On the conference call held to discuss the deal with analysts, Robert Courey, Mylan’s Chairman, said that the company had looked at a number of big pharma portfolios but that Abbott was by far the best that they had seen. He added, though, that Abbott was only a start and that Mylan would be looking for additional products to bolt on to its existing infrastructure (and that he believed that Mylan could return these, too, to a growth trajectory). In our view, there is definite potential to build out the Abbott network, but Mylan needs to be a bit cautious about its own abilities when it comes to halting the slide in sales of most big pharma companies’ established products. The great thing about the Abbott portfolio is its extreme age, but this sets it apart from the established product divisions of most of the other big pharma companies, which are generally dominated by products that have either lost patent protection recently or else are just about to hit generic competition. In most cases, these products are doomed to decline until they reach some kind of equilibrium with generics and there is nothing that any company can do to stop them. Even older products will be subject to downwards pricing pressure in most markets, with the result that volume growth is the only option to expand sales. Generics companies do have some advantages here, since they can probably achieve a better COGS than the originator and they are not so restricted by centralised views of pricing, which gives them more flexibility to, for instance, compete in tenders and lift volumes that way. But it’s not going to be that easy.

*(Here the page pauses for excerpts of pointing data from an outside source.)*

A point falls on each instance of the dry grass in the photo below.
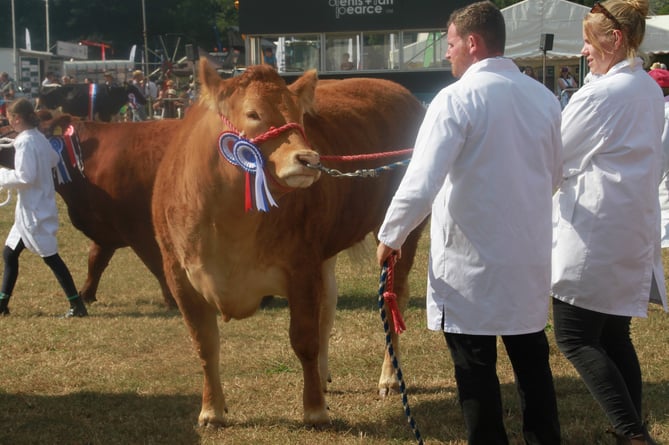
(128, 373)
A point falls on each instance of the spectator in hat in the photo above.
(169, 105)
(661, 76)
(110, 79)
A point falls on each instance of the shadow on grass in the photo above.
(351, 302)
(109, 419)
(93, 418)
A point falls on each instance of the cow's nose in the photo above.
(309, 158)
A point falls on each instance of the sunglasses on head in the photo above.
(598, 8)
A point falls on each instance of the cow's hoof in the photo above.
(88, 299)
(210, 420)
(385, 391)
(317, 419)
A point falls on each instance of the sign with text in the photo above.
(73, 50)
(277, 17)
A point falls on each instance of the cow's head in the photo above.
(260, 108)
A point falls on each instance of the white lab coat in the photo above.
(606, 213)
(36, 214)
(664, 183)
(485, 163)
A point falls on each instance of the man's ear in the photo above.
(474, 43)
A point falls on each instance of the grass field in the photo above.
(129, 375)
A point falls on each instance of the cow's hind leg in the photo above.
(201, 320)
(152, 259)
(98, 260)
(388, 382)
(304, 299)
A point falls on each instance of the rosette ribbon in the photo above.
(243, 153)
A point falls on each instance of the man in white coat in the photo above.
(36, 214)
(486, 161)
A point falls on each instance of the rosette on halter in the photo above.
(243, 153)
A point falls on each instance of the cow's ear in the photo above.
(210, 81)
(305, 90)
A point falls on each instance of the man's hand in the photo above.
(383, 252)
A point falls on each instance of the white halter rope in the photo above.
(6, 143)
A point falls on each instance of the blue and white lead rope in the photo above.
(391, 352)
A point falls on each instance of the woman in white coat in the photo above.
(36, 215)
(606, 259)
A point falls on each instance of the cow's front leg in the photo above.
(305, 303)
(201, 320)
(98, 260)
(328, 310)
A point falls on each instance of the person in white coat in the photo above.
(486, 160)
(36, 214)
(606, 254)
(661, 76)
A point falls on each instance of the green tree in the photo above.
(118, 23)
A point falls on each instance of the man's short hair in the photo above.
(482, 18)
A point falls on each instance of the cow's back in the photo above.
(111, 203)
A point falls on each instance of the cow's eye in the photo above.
(253, 115)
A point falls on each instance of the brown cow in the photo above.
(220, 258)
(111, 202)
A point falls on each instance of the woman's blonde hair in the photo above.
(629, 17)
(25, 110)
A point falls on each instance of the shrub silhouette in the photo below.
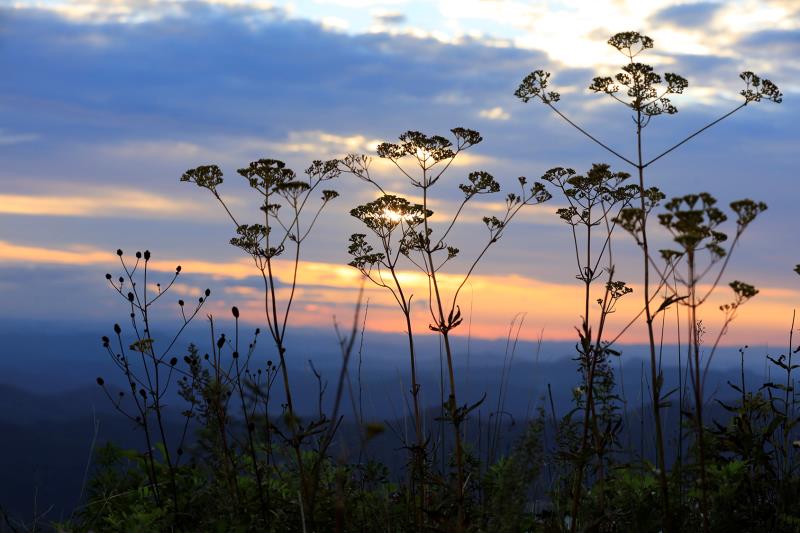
(242, 459)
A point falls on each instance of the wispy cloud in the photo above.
(327, 289)
(107, 202)
(495, 113)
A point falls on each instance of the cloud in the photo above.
(327, 289)
(389, 17)
(495, 113)
(693, 15)
(112, 203)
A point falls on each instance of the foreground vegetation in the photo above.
(246, 459)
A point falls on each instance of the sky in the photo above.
(104, 104)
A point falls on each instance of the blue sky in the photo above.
(104, 104)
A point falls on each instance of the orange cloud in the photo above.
(117, 203)
(487, 302)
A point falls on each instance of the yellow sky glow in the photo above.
(327, 289)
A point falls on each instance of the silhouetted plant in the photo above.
(647, 94)
(426, 159)
(278, 188)
(149, 368)
(594, 202)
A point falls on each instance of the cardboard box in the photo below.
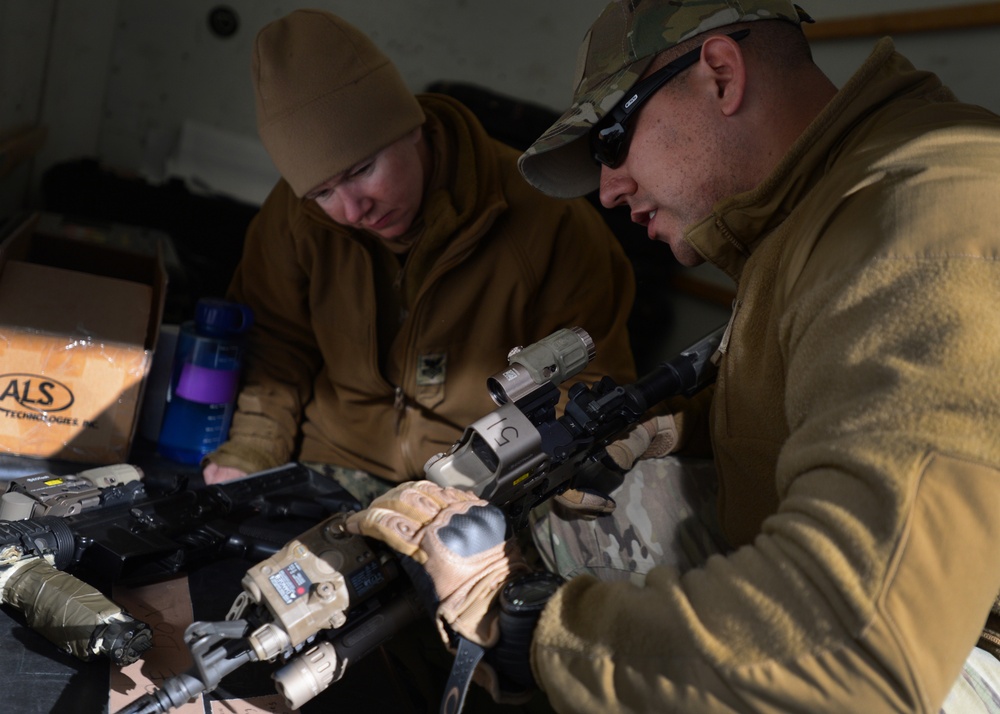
(79, 324)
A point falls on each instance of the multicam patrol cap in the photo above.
(615, 53)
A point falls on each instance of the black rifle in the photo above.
(516, 457)
(51, 567)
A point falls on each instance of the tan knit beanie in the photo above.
(326, 97)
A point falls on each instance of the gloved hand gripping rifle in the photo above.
(329, 597)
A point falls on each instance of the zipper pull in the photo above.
(724, 342)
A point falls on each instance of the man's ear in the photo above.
(727, 67)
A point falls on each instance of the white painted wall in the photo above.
(116, 79)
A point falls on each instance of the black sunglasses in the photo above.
(609, 136)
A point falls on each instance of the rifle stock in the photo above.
(516, 457)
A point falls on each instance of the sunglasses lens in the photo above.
(606, 144)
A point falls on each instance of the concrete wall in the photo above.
(116, 79)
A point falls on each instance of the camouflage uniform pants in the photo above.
(665, 515)
(360, 484)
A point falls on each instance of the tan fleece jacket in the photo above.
(357, 362)
(854, 425)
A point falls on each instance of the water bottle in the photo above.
(204, 380)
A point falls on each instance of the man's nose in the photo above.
(353, 205)
(615, 187)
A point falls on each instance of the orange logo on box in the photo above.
(35, 392)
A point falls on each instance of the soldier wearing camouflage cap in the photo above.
(852, 426)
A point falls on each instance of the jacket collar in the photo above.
(737, 225)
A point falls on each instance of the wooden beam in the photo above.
(898, 23)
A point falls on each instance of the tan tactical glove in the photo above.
(648, 440)
(459, 539)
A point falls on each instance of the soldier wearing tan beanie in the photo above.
(394, 266)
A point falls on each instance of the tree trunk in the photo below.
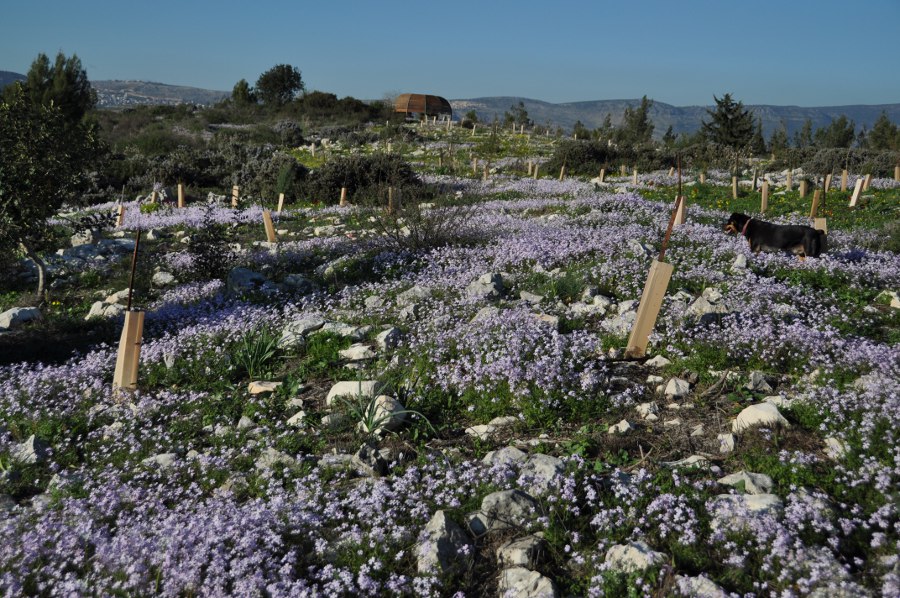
(41, 266)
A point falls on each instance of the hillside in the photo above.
(682, 119)
(111, 94)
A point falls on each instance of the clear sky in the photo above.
(789, 52)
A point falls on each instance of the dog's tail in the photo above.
(818, 244)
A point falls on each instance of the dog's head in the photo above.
(736, 223)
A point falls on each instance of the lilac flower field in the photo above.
(504, 446)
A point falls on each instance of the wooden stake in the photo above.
(817, 195)
(856, 190)
(125, 376)
(679, 211)
(270, 228)
(648, 309)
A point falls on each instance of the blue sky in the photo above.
(792, 52)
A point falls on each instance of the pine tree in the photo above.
(731, 124)
(64, 84)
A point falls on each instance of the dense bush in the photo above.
(812, 160)
(365, 177)
(588, 157)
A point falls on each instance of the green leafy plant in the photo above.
(255, 352)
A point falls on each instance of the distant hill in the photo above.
(683, 119)
(7, 77)
(113, 94)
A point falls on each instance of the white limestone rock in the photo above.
(504, 509)
(633, 557)
(524, 583)
(17, 316)
(759, 414)
(362, 389)
(677, 389)
(522, 552)
(752, 483)
(442, 548)
(623, 427)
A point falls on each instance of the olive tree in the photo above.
(43, 159)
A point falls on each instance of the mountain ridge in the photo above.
(591, 113)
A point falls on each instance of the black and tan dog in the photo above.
(804, 241)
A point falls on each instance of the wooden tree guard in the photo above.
(129, 355)
(680, 210)
(392, 207)
(270, 228)
(652, 297)
(856, 190)
(125, 376)
(817, 195)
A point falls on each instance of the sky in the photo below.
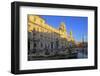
(78, 25)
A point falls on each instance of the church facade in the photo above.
(43, 39)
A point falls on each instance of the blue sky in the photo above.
(78, 25)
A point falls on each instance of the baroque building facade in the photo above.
(44, 39)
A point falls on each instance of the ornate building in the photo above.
(44, 39)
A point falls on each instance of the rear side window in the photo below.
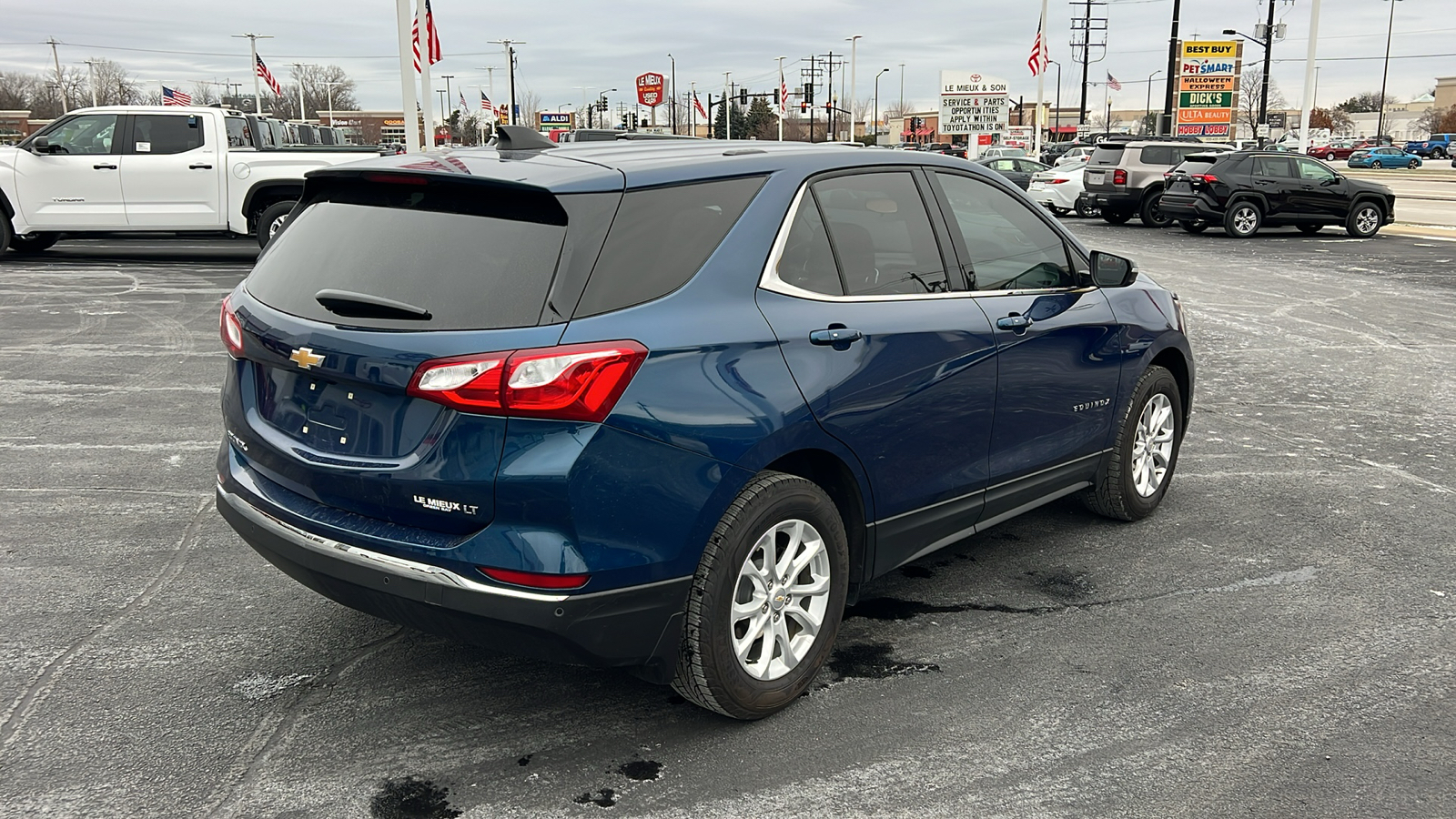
(167, 133)
(660, 238)
(482, 268)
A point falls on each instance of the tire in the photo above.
(34, 244)
(1365, 219)
(1242, 219)
(710, 671)
(1149, 213)
(273, 219)
(1128, 484)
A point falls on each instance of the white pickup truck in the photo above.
(145, 167)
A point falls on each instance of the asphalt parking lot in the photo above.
(1278, 640)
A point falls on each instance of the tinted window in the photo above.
(660, 238)
(881, 235)
(238, 133)
(167, 133)
(1158, 155)
(1008, 245)
(470, 271)
(1314, 171)
(84, 135)
(807, 259)
(1273, 167)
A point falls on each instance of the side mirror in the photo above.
(1113, 271)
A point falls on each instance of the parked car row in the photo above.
(1241, 191)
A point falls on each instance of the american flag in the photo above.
(267, 76)
(1038, 55)
(434, 36)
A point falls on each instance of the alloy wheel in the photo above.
(781, 599)
(1152, 445)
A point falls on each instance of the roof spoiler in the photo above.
(521, 137)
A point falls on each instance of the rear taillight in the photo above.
(574, 382)
(536, 579)
(232, 329)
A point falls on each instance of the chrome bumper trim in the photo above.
(388, 564)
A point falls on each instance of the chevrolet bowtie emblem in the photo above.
(305, 358)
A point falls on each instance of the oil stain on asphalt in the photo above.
(411, 797)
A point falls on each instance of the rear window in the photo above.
(473, 270)
(660, 238)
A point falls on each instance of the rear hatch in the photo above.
(376, 273)
(1104, 159)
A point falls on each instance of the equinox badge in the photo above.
(305, 358)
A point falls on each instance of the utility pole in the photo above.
(60, 80)
(252, 48)
(1172, 75)
(91, 76)
(854, 43)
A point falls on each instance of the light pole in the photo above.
(252, 48)
(672, 99)
(1385, 73)
(1148, 108)
(877, 104)
(854, 44)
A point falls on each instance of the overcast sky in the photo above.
(570, 43)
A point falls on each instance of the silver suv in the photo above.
(1126, 179)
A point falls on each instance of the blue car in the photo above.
(672, 405)
(1388, 157)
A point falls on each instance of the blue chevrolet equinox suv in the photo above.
(669, 405)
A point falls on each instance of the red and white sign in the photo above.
(650, 89)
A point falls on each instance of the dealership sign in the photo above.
(650, 89)
(1208, 87)
(973, 104)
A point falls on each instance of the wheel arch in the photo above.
(842, 486)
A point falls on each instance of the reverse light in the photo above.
(232, 329)
(536, 579)
(574, 382)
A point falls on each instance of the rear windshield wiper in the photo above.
(366, 307)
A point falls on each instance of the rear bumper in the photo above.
(637, 627)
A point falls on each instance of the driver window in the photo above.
(881, 235)
(1008, 247)
(91, 133)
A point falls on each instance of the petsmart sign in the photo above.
(1208, 86)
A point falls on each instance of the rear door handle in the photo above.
(837, 337)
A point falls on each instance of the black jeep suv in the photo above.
(1249, 189)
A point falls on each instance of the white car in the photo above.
(1060, 189)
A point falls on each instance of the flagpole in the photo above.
(407, 75)
(1041, 77)
(426, 84)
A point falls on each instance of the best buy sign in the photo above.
(1206, 99)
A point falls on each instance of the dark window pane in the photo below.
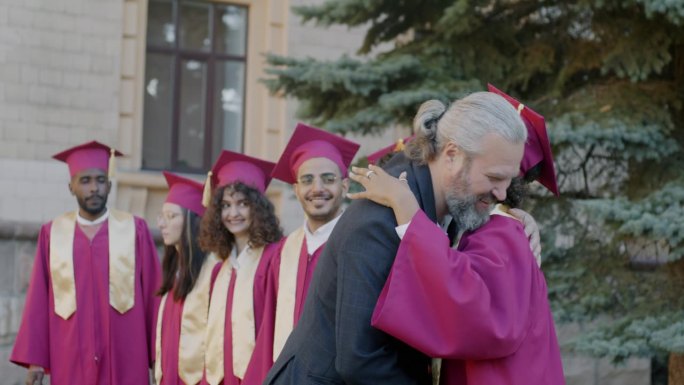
(231, 30)
(191, 117)
(194, 26)
(229, 101)
(160, 28)
(157, 119)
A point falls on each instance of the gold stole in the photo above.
(193, 328)
(121, 229)
(242, 315)
(287, 290)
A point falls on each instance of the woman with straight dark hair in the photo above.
(186, 271)
(241, 228)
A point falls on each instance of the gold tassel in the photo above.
(112, 163)
(206, 194)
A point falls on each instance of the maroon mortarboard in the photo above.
(537, 147)
(308, 143)
(89, 155)
(233, 167)
(184, 192)
(392, 148)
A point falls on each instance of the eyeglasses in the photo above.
(327, 178)
(167, 217)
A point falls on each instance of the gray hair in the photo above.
(465, 122)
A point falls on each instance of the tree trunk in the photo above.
(676, 369)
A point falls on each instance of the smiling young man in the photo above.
(91, 305)
(315, 162)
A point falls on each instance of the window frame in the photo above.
(211, 58)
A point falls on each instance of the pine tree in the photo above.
(608, 75)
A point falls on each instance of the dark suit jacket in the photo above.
(333, 342)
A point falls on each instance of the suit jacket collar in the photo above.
(419, 180)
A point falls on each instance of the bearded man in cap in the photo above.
(90, 309)
(315, 162)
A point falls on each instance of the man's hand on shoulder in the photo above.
(35, 375)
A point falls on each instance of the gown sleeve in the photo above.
(470, 303)
(32, 345)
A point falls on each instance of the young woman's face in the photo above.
(236, 213)
(170, 222)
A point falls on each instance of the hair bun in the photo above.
(427, 118)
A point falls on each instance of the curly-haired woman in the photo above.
(241, 228)
(186, 269)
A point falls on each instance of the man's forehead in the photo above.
(317, 166)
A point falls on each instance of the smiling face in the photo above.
(236, 213)
(320, 190)
(474, 184)
(91, 189)
(170, 222)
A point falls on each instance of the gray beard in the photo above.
(464, 213)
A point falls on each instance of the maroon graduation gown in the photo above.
(482, 307)
(96, 344)
(170, 338)
(259, 293)
(262, 358)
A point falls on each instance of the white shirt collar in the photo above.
(85, 222)
(320, 236)
(236, 259)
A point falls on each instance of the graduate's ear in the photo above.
(70, 185)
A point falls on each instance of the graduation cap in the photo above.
(89, 155)
(391, 149)
(308, 143)
(184, 192)
(233, 167)
(537, 147)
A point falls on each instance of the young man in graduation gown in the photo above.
(315, 162)
(90, 309)
(334, 342)
(482, 307)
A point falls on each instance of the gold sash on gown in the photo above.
(193, 328)
(121, 228)
(287, 289)
(242, 315)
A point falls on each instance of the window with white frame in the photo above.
(194, 83)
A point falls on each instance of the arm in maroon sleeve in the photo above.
(32, 345)
(151, 280)
(470, 304)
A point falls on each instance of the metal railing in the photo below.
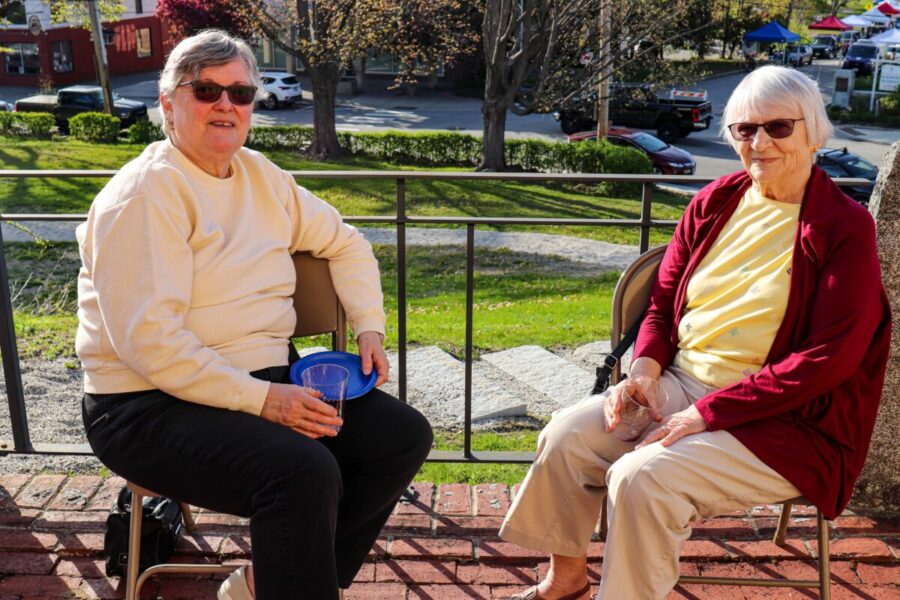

There are quite a few big pharma companies out there with portfolios that they would like to offload and a similar number of generics firms with cash to spare, but we do not necessarily see a great fit between the two. Big pharma likes very new drugs that offer organic growth and generics companies are happy with very old ones, which offer predictable cash flow and stable revenues, but neither is very keen on products that fall between the two. Really, this ought to be the province of private equity, which ought to be able to take a view on where sales will bottom out and value the portfolios accordingly, selling then on once they have reached a steady state. However, buying products in steep decline takes a lot of nerve and most PE houses appear to prefer more certain investments, so big pharma may be stuck with some of these brands for longer than they want.